Seizures cause memory and cognitive loss by blocking expression of a neuronal calcium sensor

A collaborative study led by Dr. Jeannie Chin, assistant professor at Baylor College of Medicine and Texas Children's Hospital has identified a novel mechanism by which recurrent seizures induce suppression of calbindin-D28k, a crucial calcium sensor in neurons, leading to cognitive deficits. The study published in Nature Medicine has broad implications for seizure-related disorders like epilepsy, autism, schizophrenia, dementia and Alzheimer’s disease (AD) that impair memory and cognition.

In this study, researchers have discovered a new mechanism by which seizures increase the levels of ∆FosB, a transcriptional regulator, which then switches off the expression of calbindin in the hippocampus of patients with epilepsy, mild cognitive impairment, or AD, as well as in animal models of these disorders.

Seizures accompany many neurological disorders including epilepsy, dementia, AD, autism and are thought to contribute to memory loss and cognitive decline.

Calbindin-D28k protein controls neuronal calcium signaling which is crucial for optimal memory processing and cognitive function.
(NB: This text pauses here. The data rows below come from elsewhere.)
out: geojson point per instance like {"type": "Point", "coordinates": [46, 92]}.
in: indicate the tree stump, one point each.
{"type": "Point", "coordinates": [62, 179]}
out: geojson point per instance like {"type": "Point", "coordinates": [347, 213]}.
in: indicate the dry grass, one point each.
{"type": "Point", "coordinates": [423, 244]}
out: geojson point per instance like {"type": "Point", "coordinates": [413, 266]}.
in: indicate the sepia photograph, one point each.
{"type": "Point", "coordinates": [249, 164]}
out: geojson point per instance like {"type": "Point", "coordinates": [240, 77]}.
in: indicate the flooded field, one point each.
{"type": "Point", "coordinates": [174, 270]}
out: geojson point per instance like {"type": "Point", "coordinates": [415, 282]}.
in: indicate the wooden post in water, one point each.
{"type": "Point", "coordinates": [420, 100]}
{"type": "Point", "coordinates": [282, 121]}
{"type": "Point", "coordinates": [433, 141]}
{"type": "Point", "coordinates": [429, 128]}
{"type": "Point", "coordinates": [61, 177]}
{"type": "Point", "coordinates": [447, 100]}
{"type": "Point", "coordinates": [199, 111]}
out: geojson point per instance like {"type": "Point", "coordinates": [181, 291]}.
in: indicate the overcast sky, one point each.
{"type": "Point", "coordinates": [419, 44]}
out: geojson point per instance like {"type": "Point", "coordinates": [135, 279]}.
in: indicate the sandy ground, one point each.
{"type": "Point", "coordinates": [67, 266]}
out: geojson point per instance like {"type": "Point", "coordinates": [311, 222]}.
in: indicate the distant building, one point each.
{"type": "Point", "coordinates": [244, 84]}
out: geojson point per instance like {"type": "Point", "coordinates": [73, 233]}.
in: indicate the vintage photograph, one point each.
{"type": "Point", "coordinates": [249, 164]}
Previous studies in patients and mouse models of Alzheimer’s disease and epilepsy had shown that the severity of cognitive deficits correlates directly to how low the levels of calbindin-D28k are in the hippocampus, a region of the brain crucial for memory formation. However, the mechanism of how calbindin-D28k level in the hippocampus was regulated was not known.

In this study, scientists noticed that reduction in hippocampal calbindin correlated inversely to the frequency of seizures in mouse models of AD and epilepsy and lasted long after the seizures had occurred.

To understand how brain activity like a seizure could have such a profound and long-lasting effect on the expression of calbindin, researchers turned to DFosB, a long-lived master regulator that has been reported to switch on/off the expression of many genes.  Calbindin was a prime candidate for such regulation by ∆FosB, although it had never been shown before.

Interestingly, ∆FosB levels were elevated in the hippocampus of AD and epilepsy mice. Further analysis showed that ∆FosB alters the tightly coiled 3-D conformation of the chromatin region around calbindin gene. The modified chromatin was inaccessible to other regulatory proteins, chronically suppressing the expression of calbindin. Furthermore, experimentally increasing calbindin levels or blocking of the actions of ∆FosB improved spatial memory in the mouse models of AD, demonstrating a direct causal effect.

The researchers then tested if seizure-induced cognitive decline in AD and epilepsy patients occurs via similar mechanisms. They were excited to note that not only was ∆FosB expression elevated but that it also correlated with reduced calbindin expression in the hippocampus of patients, as predicted from their studies in animal models. Furthermore, levels of hippocampal calbindin and ∆FosB in patients with mild cognitive impairment and epilepsy were clearly indicative of their performance in cognitive tests.

By identifying key molecular players and mechanisms that regulate seizure-induced cognitive decline, this study provides hope that new therapies can now begin to be developed, which will immensely help patients suffering from many neurological disorders.